When the man who starred in Twins with Danny DeVito came down the makeshift pathway, the crowd went nuts. The pelter—dressed nicely “to fit in with the Young Republicans” as easily as Arthur Bremer fit in with the rednecks around George Wallace—realized “how easy it would be to throw an egg when there's hundreds of people with their hands up trying to touch the Terminator.”

The pelter, who says he has good aim, made a conscious decision not to hit Schwarzenegger in the head. After throwing the egg (“I just extended my arm and did it”), the pelter laughed and then “hauled ass” because there were some Young Republicans in the bleachers above him yelling, “Catch that kid!” The pelter got halfway around the bleachers, changed shirts so as to disguise his identity, and returned unnoticed to the scene, where he watched the rest of the speech.

In the days that followed, the pelter—who is very Caucasian—heard from friends that the Young Republicans on campus were telling people that “some Mexican kid” had thrown the egg. “There are some basic racist undertones to a lot of Republican arguments, like Proposition 187, but that was pretty blatant.”
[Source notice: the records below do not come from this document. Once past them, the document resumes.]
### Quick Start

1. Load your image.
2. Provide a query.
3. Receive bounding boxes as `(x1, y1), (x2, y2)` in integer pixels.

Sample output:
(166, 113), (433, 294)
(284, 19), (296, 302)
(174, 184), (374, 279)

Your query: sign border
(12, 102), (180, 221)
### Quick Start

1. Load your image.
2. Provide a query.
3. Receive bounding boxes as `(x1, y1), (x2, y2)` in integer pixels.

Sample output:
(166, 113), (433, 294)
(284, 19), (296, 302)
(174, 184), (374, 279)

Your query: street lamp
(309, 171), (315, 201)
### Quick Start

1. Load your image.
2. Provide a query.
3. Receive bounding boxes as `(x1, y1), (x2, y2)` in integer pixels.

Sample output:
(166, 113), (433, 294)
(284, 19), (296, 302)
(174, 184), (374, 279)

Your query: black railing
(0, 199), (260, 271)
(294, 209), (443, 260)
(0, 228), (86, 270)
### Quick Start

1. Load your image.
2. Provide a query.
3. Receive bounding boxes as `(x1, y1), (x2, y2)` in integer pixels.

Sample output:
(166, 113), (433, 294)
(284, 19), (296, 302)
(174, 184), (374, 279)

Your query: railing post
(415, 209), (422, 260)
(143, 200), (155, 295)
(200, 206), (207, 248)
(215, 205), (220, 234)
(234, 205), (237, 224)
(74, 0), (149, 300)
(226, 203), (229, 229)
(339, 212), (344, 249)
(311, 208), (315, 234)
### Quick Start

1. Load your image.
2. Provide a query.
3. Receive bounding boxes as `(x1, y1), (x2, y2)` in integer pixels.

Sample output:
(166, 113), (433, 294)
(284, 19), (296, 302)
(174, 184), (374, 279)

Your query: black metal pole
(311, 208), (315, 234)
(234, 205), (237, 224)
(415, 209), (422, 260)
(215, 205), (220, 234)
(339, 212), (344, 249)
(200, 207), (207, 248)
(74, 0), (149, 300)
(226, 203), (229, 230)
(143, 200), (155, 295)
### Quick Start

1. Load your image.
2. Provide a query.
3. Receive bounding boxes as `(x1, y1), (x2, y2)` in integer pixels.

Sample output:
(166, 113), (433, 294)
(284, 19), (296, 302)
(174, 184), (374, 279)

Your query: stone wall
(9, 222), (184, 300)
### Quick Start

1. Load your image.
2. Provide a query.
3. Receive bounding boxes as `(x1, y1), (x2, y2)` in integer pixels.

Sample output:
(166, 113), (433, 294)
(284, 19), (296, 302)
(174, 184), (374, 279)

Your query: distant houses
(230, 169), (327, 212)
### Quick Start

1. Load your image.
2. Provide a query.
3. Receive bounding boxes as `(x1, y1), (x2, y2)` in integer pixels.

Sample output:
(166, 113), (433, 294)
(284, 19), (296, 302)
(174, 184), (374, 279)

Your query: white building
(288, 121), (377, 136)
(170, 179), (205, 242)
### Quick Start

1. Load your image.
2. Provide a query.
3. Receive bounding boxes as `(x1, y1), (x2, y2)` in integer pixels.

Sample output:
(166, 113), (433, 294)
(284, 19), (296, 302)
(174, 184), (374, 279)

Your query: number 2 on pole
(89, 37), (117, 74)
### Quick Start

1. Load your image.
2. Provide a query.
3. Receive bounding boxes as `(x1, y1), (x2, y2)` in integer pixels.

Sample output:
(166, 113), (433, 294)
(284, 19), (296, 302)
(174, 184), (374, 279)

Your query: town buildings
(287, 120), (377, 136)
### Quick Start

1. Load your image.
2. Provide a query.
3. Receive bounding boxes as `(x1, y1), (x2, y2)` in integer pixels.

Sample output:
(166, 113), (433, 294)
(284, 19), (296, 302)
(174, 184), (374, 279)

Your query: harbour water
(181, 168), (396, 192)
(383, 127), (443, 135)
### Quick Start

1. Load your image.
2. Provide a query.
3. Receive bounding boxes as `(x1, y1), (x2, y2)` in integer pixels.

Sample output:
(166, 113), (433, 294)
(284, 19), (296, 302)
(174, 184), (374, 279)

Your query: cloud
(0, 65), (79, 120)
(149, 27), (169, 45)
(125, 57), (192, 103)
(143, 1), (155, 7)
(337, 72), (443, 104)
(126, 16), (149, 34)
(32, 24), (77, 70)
In the end, the pelter wanted “to take the media spotlight away from Schwarzenegger. To do something he couldn't control. That rally was a totally controlled environment. I felt like I was in Nazi Germany. They packed the audience with people holding their campaign signs. The news cameras went where they wanted them to go. It was such a fake democracy. Maybe egging was immature, and I don't know if I would do it again, but at that point, I was like, 'Fuck it.'”

As for what the future holds—you know, besides the band and all—”I'd like to be a professor. I'd like to teach. Or work at a museum or library,” he says. “And maybe still do some egging on the side.”